I seriously have my own doubts that the episode actually happened, as is told. It just doesn't feel completely "true". I'd love to have been a fly on the wall, and know just how much embellishment has taken place on Tracey's part.
But then again, maybe that's just my own psychology, refusing to believe a person could be that petty. So, I tell myself, "certainly she made it up!"
If Tracey will own up to which McD's was involved, maybe one of us enterprising bloggers could take a visit over there, speak to the manager, even the employee (if she's still there), and get the other side. It might be an interesting post.
Strange, this dovetails nicely with the sermon I'm giving this weekend.

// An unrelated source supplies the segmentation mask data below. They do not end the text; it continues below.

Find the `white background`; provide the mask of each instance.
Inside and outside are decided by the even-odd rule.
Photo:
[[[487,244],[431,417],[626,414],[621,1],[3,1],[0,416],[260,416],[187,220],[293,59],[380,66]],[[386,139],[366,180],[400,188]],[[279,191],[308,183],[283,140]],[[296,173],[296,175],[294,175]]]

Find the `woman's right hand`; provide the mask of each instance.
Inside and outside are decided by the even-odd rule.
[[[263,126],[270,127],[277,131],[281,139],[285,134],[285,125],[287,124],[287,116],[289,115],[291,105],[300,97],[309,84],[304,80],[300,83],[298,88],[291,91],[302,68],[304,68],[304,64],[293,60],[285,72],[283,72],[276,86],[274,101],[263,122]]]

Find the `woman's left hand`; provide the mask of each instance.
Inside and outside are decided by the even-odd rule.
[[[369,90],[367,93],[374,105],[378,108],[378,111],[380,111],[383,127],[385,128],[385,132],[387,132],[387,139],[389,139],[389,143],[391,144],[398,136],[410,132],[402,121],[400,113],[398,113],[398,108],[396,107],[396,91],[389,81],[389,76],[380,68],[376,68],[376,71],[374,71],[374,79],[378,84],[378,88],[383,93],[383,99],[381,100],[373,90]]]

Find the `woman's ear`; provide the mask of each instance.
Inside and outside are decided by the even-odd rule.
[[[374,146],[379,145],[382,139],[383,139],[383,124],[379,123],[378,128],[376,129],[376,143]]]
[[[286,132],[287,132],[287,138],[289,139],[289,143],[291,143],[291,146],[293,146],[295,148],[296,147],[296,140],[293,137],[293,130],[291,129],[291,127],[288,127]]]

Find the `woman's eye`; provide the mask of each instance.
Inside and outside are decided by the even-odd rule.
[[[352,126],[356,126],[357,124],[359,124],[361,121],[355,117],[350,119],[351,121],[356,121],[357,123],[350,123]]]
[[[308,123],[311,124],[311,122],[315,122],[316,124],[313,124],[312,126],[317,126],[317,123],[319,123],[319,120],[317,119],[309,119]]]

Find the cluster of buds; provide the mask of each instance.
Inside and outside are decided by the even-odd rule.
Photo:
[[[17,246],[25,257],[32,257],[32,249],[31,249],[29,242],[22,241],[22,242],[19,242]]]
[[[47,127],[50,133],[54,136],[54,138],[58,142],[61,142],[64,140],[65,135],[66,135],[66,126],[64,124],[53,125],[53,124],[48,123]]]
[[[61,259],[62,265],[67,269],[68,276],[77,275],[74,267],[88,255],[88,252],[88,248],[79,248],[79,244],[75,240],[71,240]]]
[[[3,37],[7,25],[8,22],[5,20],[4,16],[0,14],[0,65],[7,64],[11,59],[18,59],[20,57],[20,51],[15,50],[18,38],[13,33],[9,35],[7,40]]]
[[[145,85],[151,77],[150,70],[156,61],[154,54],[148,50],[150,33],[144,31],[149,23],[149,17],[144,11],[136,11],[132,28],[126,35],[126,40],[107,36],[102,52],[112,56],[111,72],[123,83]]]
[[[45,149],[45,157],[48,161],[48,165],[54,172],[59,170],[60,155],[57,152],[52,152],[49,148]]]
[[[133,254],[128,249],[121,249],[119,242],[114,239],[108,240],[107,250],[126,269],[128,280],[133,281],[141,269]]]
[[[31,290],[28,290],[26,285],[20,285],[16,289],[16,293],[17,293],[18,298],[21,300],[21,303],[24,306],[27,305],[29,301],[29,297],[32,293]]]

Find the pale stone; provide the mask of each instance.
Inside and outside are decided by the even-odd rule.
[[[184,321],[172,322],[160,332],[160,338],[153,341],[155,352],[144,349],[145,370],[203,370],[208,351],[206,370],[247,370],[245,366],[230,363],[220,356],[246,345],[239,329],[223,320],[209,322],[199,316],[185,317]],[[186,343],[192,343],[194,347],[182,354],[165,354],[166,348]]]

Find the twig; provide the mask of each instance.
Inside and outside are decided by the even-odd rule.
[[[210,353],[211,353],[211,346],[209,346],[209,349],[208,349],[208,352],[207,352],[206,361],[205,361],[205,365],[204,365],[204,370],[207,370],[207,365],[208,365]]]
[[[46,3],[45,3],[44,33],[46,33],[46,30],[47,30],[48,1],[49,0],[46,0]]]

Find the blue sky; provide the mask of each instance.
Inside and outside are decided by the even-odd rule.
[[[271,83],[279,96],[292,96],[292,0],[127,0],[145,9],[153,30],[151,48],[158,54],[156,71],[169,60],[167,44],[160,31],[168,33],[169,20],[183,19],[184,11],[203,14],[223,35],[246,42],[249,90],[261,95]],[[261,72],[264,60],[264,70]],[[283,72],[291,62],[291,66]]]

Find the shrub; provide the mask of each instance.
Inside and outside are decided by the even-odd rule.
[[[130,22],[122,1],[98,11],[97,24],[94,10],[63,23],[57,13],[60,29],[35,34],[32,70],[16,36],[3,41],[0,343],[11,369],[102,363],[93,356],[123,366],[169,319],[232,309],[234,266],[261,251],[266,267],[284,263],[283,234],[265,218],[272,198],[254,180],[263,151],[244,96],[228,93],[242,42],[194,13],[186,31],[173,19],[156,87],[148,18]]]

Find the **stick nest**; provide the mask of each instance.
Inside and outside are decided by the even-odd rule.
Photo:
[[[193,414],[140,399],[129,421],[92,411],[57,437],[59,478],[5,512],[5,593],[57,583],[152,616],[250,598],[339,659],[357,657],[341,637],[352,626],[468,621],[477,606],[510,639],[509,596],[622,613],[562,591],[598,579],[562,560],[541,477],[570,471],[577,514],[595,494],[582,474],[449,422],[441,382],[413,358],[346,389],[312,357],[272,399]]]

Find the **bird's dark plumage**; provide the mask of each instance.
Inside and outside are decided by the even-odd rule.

It might be a good example of how we always need to remember that the other person in all of our interactions is indeed a person with thoughts, feelings, family, hurts. It's so easy to forget when it's all about 'ME'. Might just use it.
8th Avenue in Melrose.
I agree with Sarcastro (yep, I know, one of the signs of the apocalypse). It's not that she wrote about the encounter; that might have even been funny. It's that she went on some bizarre vindictive mission against this woman--calling her boss, calling corporate, and then getting on her company's website to let everyone know how she'd gone after her.
That moved from 'here's a screwed up, yet funny, thing that happened to me' to 'here's how I taught a peon never to mess with her betters. Let's all have a good laugh, now.'
Ohhh Mosko's. sigh.
I agree with Sarcastro and Aunt B. A lot of us have blogged about scenarios we've found ourselves in that were very, "what the...?" in nature. But we realized the absurdity of the situation and left it at that instead of trying to right some perceived wrong.
I think of all the disturbing things in that post, it's the headline contest that has me the most disgusted. Not only has the writer committed all the errors that we have all pointed out, but now she's trying to get others in on it as well. Tackiness loves company?